# internet Broadband 3g stick



## johnthe bear (Apr 3, 2012)

Has anyone got the MOVISTAR mobile internet broadband stick with sim card. I am interested to know if it works.
Seems to me to be a better option than a landline set up.


----------



## jojo (Sep 20, 2007)

johnthe bear said:


> Has anyone got the MOVISTAR mobile internet broadband stick with sim card. I am interested to know if it works.
> Seems to me to be a better option than a landline set up.


Isnt it a little pricey???

Jo xxx


----------



## bob_bob (Jan 5, 2011)

Don't know about cost but speed is dependant on the 3g coverage in your area and generally you have a small monthly download limit which you will soon use up watching things like Youtube or BBC iPlayer.

I have one in the UK for when I was camping, the 3Gb monthly limit could be gone in a couple of days if I was watching streaming video.

That said if you only want to do emails and forums you may well be fine but forget streaming video and downloading things like films.


----------



## Dougy (Apr 28, 2012)

I have used various 3G sticks in ES and can only recommend Orange at this stage when it comes cost and also speed.
Vodafone 1 gig for 25 euros approx. After 1 gig, internet stops
Movi cost more and did not see any better speed.
Orange 35 Euros for 2 gig and after 2 gig is used, speed is shaped down to 128 kbps for the rest of the month. I have usedup 2 gig in 5 days and now using this on shaped speed and still works ok but very very slow on loading video.

BTW, these speeds are for Javea area and have 3G+ coverage on all 3 providers.


----------



## Solwriter (Jan 10, 2012)

Hi Johnthe bear,
As others have said, internet speed on a usb dongle will depend on the coverage area and will go down quite quickly as soon as you begin to use it.

But I had a look for 3g coverage areas for you.
I take it, from your profile, the coverage area would be Benalmádena.

Here is a link to a Vodafone coverage map for Benalmádena (or if the link resets, just put in the province and town).
As you can see by clicking on the different coverages, 3g is patchy at best, but 2g is ok.

Here is a link to an Orange coverage map for Benalmádena.
As you will see, 3g coverage indoors is very patchy, but 2g coverage is pretty good.

I have tried everything, but cannot get to a coverage map for Movistar, so I can only tell you my experience in the Granada region - 3g coverage is excellent outdoors and around the city itself, and works on complimentary 3G in places like Carrefour, but, like in so many areas in Spain, drops off to EDGE (roughly 2.5 compared to 2G and 3G) in surrounding areas. My smartphone can get EDGE constantly indoors and out if that is any help, and it's ok, but not brilliant.
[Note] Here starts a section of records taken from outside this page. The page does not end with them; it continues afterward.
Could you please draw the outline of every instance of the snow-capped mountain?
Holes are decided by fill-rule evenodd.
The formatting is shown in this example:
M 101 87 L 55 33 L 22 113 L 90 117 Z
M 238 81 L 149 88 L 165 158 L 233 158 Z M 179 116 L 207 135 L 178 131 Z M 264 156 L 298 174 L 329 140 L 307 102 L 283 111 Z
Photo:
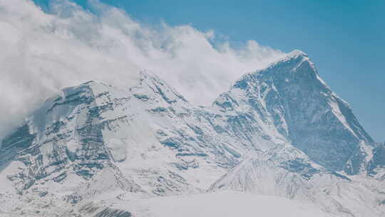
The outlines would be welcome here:
M 385 144 L 306 54 L 244 75 L 210 107 L 140 76 L 125 89 L 64 89 L 4 138 L 0 214 L 157 216 L 140 201 L 226 191 L 308 203 L 324 216 L 385 214 Z

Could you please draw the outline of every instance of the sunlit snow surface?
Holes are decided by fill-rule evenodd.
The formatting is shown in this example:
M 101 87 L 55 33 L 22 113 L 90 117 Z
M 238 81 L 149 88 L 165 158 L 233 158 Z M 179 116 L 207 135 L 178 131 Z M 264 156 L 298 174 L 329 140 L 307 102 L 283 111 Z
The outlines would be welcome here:
M 138 217 L 327 217 L 319 208 L 273 196 L 222 191 L 128 201 Z

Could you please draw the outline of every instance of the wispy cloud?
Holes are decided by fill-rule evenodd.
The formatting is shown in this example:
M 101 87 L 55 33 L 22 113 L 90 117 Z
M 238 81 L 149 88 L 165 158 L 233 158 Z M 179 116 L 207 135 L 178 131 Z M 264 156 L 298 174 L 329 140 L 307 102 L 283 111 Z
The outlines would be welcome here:
M 53 1 L 46 13 L 31 0 L 0 0 L 0 137 L 66 86 L 89 80 L 130 86 L 147 69 L 207 105 L 243 73 L 283 55 L 255 41 L 235 49 L 215 42 L 213 31 L 150 27 L 119 9 L 90 5 L 97 15 L 66 1 Z

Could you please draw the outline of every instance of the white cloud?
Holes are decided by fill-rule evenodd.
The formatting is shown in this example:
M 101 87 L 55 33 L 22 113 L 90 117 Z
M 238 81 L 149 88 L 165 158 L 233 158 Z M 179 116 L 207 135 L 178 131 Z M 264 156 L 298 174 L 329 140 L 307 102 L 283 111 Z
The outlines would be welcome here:
M 0 0 L 0 137 L 63 87 L 89 80 L 130 86 L 148 69 L 208 105 L 242 74 L 283 55 L 255 41 L 238 49 L 212 42 L 213 31 L 189 25 L 146 26 L 96 1 L 98 15 L 53 3 L 45 13 L 31 0 Z

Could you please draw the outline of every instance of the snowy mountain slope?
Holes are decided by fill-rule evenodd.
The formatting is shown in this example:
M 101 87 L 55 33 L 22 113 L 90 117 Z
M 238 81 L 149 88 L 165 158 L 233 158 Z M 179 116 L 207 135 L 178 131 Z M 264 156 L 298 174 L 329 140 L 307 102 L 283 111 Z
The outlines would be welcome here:
M 381 216 L 383 153 L 294 51 L 211 107 L 145 71 L 126 89 L 63 89 L 3 138 L 0 201 L 4 213 L 125 216 L 127 200 L 229 189 Z

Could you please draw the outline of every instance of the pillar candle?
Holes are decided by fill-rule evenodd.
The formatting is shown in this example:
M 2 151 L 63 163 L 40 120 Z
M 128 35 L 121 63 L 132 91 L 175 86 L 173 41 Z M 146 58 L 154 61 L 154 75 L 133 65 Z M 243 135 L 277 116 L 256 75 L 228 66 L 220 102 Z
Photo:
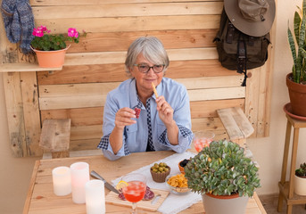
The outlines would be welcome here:
M 87 214 L 104 214 L 104 183 L 101 180 L 90 180 L 86 184 L 85 189 Z
M 52 170 L 54 193 L 63 196 L 71 193 L 71 175 L 69 167 L 57 167 Z
M 85 203 L 85 185 L 89 181 L 89 165 L 87 162 L 75 162 L 70 165 L 72 201 Z

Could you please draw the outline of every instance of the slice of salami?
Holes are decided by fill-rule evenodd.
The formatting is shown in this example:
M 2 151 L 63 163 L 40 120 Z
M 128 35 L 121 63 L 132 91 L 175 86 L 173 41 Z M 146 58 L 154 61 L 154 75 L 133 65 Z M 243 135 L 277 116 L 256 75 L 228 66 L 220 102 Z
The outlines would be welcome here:
M 137 107 L 135 107 L 134 111 L 136 112 L 136 114 L 135 114 L 136 118 L 138 119 L 139 115 L 140 115 L 141 109 L 138 109 Z
M 149 201 L 154 197 L 154 193 L 151 191 L 149 186 L 146 186 L 145 194 L 143 200 Z
M 120 194 L 118 195 L 118 197 L 121 199 L 122 201 L 125 201 L 126 198 L 124 197 L 123 193 L 120 190 L 119 192 L 120 192 Z M 146 186 L 145 194 L 143 200 L 149 201 L 153 199 L 153 197 L 154 197 L 154 193 L 151 191 L 149 186 Z
M 120 193 L 118 194 L 119 198 L 121 199 L 122 201 L 126 201 L 126 197 L 124 197 L 123 193 Z

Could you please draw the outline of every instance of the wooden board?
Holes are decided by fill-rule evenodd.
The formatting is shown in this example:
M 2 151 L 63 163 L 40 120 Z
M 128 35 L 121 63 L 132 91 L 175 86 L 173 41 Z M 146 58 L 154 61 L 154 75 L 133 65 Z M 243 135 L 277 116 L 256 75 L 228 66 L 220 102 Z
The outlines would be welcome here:
M 158 189 L 151 189 L 151 190 L 154 193 L 154 198 L 157 195 L 161 194 L 161 197 L 158 199 L 158 201 L 157 202 L 155 201 L 153 204 L 152 204 L 151 202 L 153 202 L 154 198 L 150 201 L 141 201 L 137 202 L 137 207 L 145 210 L 149 210 L 149 211 L 156 211 L 157 209 L 165 201 L 170 192 L 164 191 L 164 190 L 158 190 Z M 122 206 L 128 206 L 128 207 L 132 206 L 131 202 L 128 201 L 122 201 L 121 199 L 118 197 L 118 194 L 113 192 L 110 192 L 106 195 L 105 202 L 115 204 L 115 205 L 122 205 Z
M 229 139 L 243 139 L 249 137 L 254 131 L 250 121 L 239 107 L 217 110 Z

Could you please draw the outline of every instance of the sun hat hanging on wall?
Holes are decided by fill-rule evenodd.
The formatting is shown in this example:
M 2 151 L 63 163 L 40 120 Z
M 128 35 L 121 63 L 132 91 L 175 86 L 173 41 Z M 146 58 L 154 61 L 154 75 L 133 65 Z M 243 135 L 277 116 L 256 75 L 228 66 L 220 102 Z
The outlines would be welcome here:
M 253 37 L 269 32 L 276 12 L 274 0 L 224 0 L 224 8 L 237 29 Z

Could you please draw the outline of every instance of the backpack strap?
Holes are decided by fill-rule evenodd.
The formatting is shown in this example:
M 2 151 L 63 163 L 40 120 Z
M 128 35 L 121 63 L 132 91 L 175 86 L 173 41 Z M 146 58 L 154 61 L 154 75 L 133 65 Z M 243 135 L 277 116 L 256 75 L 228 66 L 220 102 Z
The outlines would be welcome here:
M 237 72 L 244 73 L 244 78 L 242 83 L 242 86 L 246 86 L 246 45 L 244 36 L 239 33 L 238 42 L 237 42 Z

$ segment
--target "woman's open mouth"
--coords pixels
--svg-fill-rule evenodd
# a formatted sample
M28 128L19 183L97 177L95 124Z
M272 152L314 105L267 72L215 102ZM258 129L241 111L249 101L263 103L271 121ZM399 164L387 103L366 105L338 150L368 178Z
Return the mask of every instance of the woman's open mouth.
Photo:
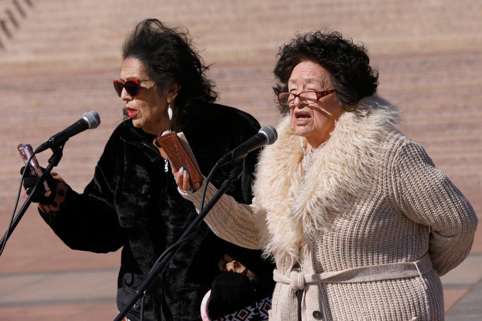
M307 122L311 118L311 115L304 111L296 111L293 116L295 123L299 124Z
M130 107L127 107L126 108L127 109L128 112L129 112L128 116L129 118L132 118L136 115L136 114L138 113L138 110L134 108L132 108Z

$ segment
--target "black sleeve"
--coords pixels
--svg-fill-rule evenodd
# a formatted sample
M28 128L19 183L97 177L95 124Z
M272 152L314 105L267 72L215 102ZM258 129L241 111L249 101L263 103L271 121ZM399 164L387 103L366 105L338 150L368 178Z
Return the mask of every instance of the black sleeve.
M106 253L116 251L124 243L114 201L123 172L120 127L109 138L84 193L69 188L63 206L55 216L39 211L55 234L73 249Z

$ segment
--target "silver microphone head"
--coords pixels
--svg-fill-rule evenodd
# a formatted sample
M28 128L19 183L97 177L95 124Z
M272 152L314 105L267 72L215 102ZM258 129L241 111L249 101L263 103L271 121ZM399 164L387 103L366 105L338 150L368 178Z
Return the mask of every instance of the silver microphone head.
M89 129L93 129L100 124L100 117L95 110L89 110L84 114L82 118L89 124Z
M263 134L268 139L267 145L271 145L278 139L278 132L273 126L263 126L258 132Z

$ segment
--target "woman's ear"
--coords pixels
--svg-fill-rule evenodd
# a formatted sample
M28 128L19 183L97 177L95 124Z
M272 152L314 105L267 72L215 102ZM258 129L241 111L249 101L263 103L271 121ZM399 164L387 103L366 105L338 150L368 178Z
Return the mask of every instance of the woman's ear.
M172 82L169 84L169 91L167 93L167 101L169 103L174 101L180 90L181 86L177 83Z

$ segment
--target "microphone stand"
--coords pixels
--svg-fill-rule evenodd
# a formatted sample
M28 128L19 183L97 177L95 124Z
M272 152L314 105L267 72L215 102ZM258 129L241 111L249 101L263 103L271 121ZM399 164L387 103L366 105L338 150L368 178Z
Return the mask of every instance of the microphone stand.
M179 238L179 240L182 240L190 235L196 230L198 226L199 226L202 222L202 220L209 213L209 211L211 210L219 199L221 198L221 197L227 191L229 190L232 187L232 184L239 178L239 176L241 176L241 174L243 173L243 162L244 160L244 158L242 158L234 165L234 168L229 172L228 178L223 182L221 185L221 187L218 190L217 193L214 195L212 198L209 201L209 203L203 208L202 211L199 213L197 217L196 217L194 220L192 221L192 223L191 223L191 225L188 227L182 235L181 236L181 237ZM179 240L178 242L179 242ZM144 280L142 281L142 283L139 285L137 289L136 290L136 292L135 292L135 294L134 297L129 301L129 303L124 306L122 310L119 312L119 314L117 314L115 318L114 319L114 321L122 321L124 317L127 316L127 313L129 312L129 311L131 310L133 307L135 305L137 305L137 303L146 295L146 292L152 286L157 278L162 274L162 273L166 268L167 263L168 263L174 255L176 255L176 253L177 253L178 251L179 250L185 242L186 241L180 244L177 247L177 248L173 249L173 250L169 252L162 260L154 265L150 273L148 274L146 278L144 279Z
M12 222L12 225L11 225L8 233L6 233L4 235L4 237L2 238L2 240L0 241L0 248L2 248L2 247L4 246L4 244L7 243L7 241L9 239L9 238L10 237L10 235L11 235L12 233L14 232L14 230L15 229L17 225L19 224L19 222L20 222L20 220L22 219L22 218L23 217L24 214L25 214L27 211L27 209L29 208L29 206L30 206L30 204L32 203L32 198L33 197L35 191L39 188L39 186L44 184L44 182L45 182L47 179L47 176L50 175L50 172L52 171L52 169L59 165L59 162L60 162L60 159L63 154L62 153L62 150L64 149L64 144L65 144L65 142L61 145L57 145L52 148L52 150L54 152L54 153L49 159L48 166L47 167L47 168L45 169L44 173L42 173L42 176L39 178L37 184L35 184L34 188L32 189L32 191L30 192L30 195L27 198L25 202L23 205L22 206L22 208L21 208L17 216L14 219L14 221ZM26 166L25 170L27 170Z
So, I would say that you will be able to get some coverage (either 3G, EDGE, 2G, or GPRS) from any of the three main carriers in your region, so you can really compare prices and see which one is best for you.
But dont expect miracles. It isn't going to happen.


----------



## johnthe bear (Apr 3, 2012)

Thanks everyone I never go it alone untill I hear from the forum Excellant feedback


----------



## NicolaYMarkinSpain (Jun 9, 2012)

HI, 

I travel to and from spain a lot with work and I use the Moviestar stick for internet connection and have found it to be really good, it connects well even in the mountains and has not let me ddown yet. Hope this helps

N x


----------



## johnthe bear (Apr 3, 2012)

NicolaYMarkinSpain said:


> HI,
> 
> I travel to and from spain a lot with work and I use the Moviestar stick for internet connection and have found it to be really good, it connects well even in the mountains and has not let me ddown yet. Hope this helps
> 
> N x


Fantastick Thank you for your input.


----------